Coleraine manager Oran Kearney and his counterpart, Crusaders chief Stephen Baxter, are hoping to get their hands on the Irn-Bru Cup tomorrow

Presseye

Coleraine manager Oran Kearney and his counterpart, Crusaders chief Stephen Baxter, are hoping to get their hands on the Irn-Bru Cup tomorrow

The alarm clock is set for roughly 4.15pm today. That’s the time when Oran Kearney wants to hear the sleeping giant that is Coleraine Football Club awakened from a slumber that has lasted a lifetime.

The Bannsiders’ golden era in the mid-1970s — when they won three Irish Cups and the only League title in the club’s history to boot — is so long ago that it was before Kearney was even born.

Only a solitary Irish Cup has been won in the last 35 years — although there has been minor silverware along the way — as Coleraine fans have looked enviously towards Portadown, Crusaders and Cliftonville, who have all claimed league titles.

Like those clubs, the potential fanbase in the north-west is massive if the club can just spark a run of success and that is borne out by the fact that come 2,500 supporters in blue and white will back their team in tomorrow’s IRN-BRU League Cup final against Crusaders at the Ballymena Showgrounds (2.30).

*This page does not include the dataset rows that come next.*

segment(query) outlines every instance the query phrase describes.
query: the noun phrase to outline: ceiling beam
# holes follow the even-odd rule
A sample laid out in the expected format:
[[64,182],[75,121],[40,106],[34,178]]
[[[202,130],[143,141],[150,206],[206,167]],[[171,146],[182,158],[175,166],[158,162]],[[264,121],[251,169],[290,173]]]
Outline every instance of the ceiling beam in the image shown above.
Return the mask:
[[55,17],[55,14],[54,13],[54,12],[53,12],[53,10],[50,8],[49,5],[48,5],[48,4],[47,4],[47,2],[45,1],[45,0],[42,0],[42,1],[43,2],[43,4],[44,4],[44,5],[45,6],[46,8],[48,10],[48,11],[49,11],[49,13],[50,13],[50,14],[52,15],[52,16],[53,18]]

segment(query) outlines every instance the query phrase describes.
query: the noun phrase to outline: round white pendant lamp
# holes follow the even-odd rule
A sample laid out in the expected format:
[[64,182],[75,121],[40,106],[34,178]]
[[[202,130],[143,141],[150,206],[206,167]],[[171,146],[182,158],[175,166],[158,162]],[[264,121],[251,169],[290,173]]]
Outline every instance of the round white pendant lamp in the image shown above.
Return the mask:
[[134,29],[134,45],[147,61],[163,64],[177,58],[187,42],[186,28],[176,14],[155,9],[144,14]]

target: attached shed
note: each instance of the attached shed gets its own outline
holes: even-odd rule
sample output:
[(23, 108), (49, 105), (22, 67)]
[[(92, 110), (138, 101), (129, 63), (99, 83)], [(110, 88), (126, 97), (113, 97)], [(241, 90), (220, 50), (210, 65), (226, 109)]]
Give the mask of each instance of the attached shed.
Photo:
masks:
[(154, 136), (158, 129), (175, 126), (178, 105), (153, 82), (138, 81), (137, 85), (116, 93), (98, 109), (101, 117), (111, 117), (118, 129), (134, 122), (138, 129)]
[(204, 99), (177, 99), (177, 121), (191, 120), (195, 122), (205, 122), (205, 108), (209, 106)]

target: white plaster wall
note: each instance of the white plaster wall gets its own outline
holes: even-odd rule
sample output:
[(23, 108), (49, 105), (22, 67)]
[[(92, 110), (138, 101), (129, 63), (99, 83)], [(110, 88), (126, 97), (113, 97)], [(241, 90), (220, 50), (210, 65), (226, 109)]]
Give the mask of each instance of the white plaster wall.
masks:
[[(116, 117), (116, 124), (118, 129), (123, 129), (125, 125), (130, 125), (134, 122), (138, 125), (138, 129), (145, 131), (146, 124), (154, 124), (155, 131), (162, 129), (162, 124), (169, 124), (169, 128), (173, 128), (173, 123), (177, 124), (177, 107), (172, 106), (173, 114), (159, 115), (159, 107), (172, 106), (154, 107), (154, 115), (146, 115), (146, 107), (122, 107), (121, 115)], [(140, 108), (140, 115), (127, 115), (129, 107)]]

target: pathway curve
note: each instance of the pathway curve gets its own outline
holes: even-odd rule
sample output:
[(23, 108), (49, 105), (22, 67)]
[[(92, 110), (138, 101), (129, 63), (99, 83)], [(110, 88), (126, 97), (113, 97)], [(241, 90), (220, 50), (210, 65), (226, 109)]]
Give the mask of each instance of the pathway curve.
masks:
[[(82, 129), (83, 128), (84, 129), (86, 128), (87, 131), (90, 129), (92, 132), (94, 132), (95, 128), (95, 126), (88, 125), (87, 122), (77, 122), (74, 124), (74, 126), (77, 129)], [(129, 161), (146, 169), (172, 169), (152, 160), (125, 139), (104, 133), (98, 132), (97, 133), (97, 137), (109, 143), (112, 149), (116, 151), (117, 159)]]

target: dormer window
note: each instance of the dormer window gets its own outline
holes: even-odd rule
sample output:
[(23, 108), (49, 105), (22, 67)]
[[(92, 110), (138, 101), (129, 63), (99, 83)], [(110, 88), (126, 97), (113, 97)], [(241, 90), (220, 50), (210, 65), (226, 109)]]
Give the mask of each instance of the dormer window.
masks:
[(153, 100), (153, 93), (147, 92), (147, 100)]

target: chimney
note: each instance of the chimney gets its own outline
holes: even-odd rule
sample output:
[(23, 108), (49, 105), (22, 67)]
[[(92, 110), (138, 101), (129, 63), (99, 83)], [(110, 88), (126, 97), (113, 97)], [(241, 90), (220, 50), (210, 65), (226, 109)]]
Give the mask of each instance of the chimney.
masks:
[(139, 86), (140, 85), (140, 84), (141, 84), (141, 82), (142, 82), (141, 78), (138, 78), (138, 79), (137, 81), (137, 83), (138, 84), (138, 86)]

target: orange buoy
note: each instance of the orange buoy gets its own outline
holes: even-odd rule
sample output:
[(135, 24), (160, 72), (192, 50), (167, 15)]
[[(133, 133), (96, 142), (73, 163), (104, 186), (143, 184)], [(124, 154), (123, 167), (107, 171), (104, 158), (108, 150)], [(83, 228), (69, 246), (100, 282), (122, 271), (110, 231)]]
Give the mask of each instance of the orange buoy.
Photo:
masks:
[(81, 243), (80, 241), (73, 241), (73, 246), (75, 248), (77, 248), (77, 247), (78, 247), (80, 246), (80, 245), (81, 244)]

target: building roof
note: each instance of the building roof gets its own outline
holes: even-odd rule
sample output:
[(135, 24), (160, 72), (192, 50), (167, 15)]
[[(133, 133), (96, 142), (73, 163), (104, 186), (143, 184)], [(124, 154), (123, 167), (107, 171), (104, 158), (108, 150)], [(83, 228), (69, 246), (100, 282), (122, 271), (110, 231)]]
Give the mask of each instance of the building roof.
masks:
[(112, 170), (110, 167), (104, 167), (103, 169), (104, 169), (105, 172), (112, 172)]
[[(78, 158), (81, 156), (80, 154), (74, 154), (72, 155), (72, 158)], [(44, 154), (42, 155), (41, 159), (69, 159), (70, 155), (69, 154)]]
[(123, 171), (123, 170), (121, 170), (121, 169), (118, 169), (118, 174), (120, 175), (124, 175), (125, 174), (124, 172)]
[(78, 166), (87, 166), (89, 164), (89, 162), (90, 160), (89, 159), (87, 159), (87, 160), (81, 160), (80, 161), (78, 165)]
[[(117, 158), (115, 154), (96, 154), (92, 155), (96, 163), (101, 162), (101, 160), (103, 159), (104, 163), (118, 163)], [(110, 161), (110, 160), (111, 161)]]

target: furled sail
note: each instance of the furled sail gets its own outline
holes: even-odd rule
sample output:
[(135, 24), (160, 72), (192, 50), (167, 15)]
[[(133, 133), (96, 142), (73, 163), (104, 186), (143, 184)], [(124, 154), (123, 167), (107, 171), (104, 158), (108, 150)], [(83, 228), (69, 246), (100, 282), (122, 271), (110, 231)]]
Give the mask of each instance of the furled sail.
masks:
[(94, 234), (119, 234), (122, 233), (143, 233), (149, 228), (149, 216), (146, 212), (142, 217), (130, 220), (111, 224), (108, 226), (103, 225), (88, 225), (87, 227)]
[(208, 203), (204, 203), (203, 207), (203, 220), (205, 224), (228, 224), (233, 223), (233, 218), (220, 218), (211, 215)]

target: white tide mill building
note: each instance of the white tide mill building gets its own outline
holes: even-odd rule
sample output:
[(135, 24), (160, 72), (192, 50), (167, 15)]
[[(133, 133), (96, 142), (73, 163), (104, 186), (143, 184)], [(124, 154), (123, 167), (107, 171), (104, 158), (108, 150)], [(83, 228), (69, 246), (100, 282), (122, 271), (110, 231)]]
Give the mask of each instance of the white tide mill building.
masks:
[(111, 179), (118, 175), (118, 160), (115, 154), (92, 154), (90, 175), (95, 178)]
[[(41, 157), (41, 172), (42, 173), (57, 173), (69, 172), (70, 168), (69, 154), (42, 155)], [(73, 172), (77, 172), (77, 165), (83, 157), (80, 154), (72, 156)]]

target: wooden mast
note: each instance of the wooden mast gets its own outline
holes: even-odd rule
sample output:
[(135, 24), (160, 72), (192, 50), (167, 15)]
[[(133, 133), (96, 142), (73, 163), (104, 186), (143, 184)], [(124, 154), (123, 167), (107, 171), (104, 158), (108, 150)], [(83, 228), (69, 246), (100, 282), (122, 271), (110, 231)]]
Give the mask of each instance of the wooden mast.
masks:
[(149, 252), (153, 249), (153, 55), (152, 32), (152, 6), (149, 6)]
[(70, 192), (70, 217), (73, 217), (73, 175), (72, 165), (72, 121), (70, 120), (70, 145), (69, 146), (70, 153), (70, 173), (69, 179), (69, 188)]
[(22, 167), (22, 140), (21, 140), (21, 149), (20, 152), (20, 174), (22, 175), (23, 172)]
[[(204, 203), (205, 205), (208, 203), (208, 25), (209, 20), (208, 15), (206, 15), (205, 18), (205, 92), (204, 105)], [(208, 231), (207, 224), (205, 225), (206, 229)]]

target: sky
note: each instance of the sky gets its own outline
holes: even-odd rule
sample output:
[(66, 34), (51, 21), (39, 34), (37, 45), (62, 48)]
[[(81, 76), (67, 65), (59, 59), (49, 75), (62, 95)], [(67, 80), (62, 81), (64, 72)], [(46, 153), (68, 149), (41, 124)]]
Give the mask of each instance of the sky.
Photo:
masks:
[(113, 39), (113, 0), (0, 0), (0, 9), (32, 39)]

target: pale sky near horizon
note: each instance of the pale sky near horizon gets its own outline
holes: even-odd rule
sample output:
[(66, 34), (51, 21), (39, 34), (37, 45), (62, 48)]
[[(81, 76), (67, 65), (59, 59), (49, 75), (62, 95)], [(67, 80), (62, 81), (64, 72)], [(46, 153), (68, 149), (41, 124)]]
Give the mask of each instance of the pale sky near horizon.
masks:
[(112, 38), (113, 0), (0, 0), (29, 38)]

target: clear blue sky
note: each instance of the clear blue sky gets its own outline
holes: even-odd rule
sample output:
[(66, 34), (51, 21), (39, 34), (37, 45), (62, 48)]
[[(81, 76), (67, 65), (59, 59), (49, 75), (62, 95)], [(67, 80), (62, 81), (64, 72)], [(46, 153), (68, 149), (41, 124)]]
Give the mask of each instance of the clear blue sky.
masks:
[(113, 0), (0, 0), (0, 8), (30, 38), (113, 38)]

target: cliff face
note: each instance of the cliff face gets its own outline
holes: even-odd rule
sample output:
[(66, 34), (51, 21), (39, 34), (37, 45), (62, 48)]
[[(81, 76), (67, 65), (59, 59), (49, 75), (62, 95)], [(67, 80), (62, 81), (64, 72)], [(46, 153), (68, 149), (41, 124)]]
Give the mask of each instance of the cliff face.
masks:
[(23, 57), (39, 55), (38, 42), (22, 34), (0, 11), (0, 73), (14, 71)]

And for Kearney the plan is for this game to be just the start of another golden age at Coleraine.

“We’ve always said it, and even coming through the door when I took over a year ago the first reason, more than anything, for coming here is that it is a big club and the potential for success in the future is huge,” said Kearney.

“We’re starting to shake that by the roots and we’re starting to waken that slightly.

“Last Saturday we had 800-900 fans at our league game against Glenavon, this week we’ll have 2,500.

“My big thing for the players is that on days like this Saturday and Boxing Day where there are extra fans coming through the gate they have to make sure we put on a good product so that we can try to get them back.

“Hopefully Saturday will leave a good taste with the fans and they will come back and support us in the future.”

It’s that great potential — which has gone unfulfilled under many more experienced managers — that motivated Kearney to sign a new contract with the Bannsiders that will keep him at the club until the summer of 2015.

The signs of what could be achieved are definitely there. Two weeks ago it looked like the final might have to be switched to Windsor Park in order to accommodate all the Coleraine fans who just have to be there.

Their first batch of tickets sold out within three days and the club sponsors came on-board to assist with temporary seating and save them the journey to Belfast.

“It's brilliant. We got a taste of it when we went to a pre-season tournament in Stranraer and took over 300 fans and that was just to Scotland for the weekend,” said Kearney.

“That told us — and the new players who had just came to the club — how big things could get.

“Now that the opportunity to play in a final has come along they’ve been brilliant.

“To have sold 2,500 tickets is brilliant for the lads.

“In the town itself, the Lodge Road roundabout and the Ballycastle Road roundabout as well as all through the town there are blue and white flags everywhere.

“Everyone has bought into it. More than anything the job is now in our hands to go and deliver.”

Kearney hasn’t quite been in the job a year, but very quickly the 33-year-old — the league’s youngest manager before Gary Hamilton was appointed at Glenavon — has put his own stamp on things very quickly.

The number of players signed during the summer hit double figures and he even managed to persuade former Linfield striker Curtis Allen and ex-Glentoran full-back Johnny Black that the best place to get over being axed by one of the Big Two was under his stewardship.

The Ballycastle schoolteacher also recruited former pupils Shane Jennings and Ciaran Clarke.

Kearney never lost a domestic final during his career — with his first medals coming during Linfield’s Grand Slam season of 2005-06 — and he doesn’t intend to let that record go.

“I always say that I am a lucky manager, but maybe I was an unlucky player so something has to go for me,” said Kearney, who would have won more trophies with the Blues had his career not been cut short almost three years ago.

“I was lucky enough to play in lots of good teams and it’s nice to have those medals, but this is my first final as a manager and I want to start that with a trophy.”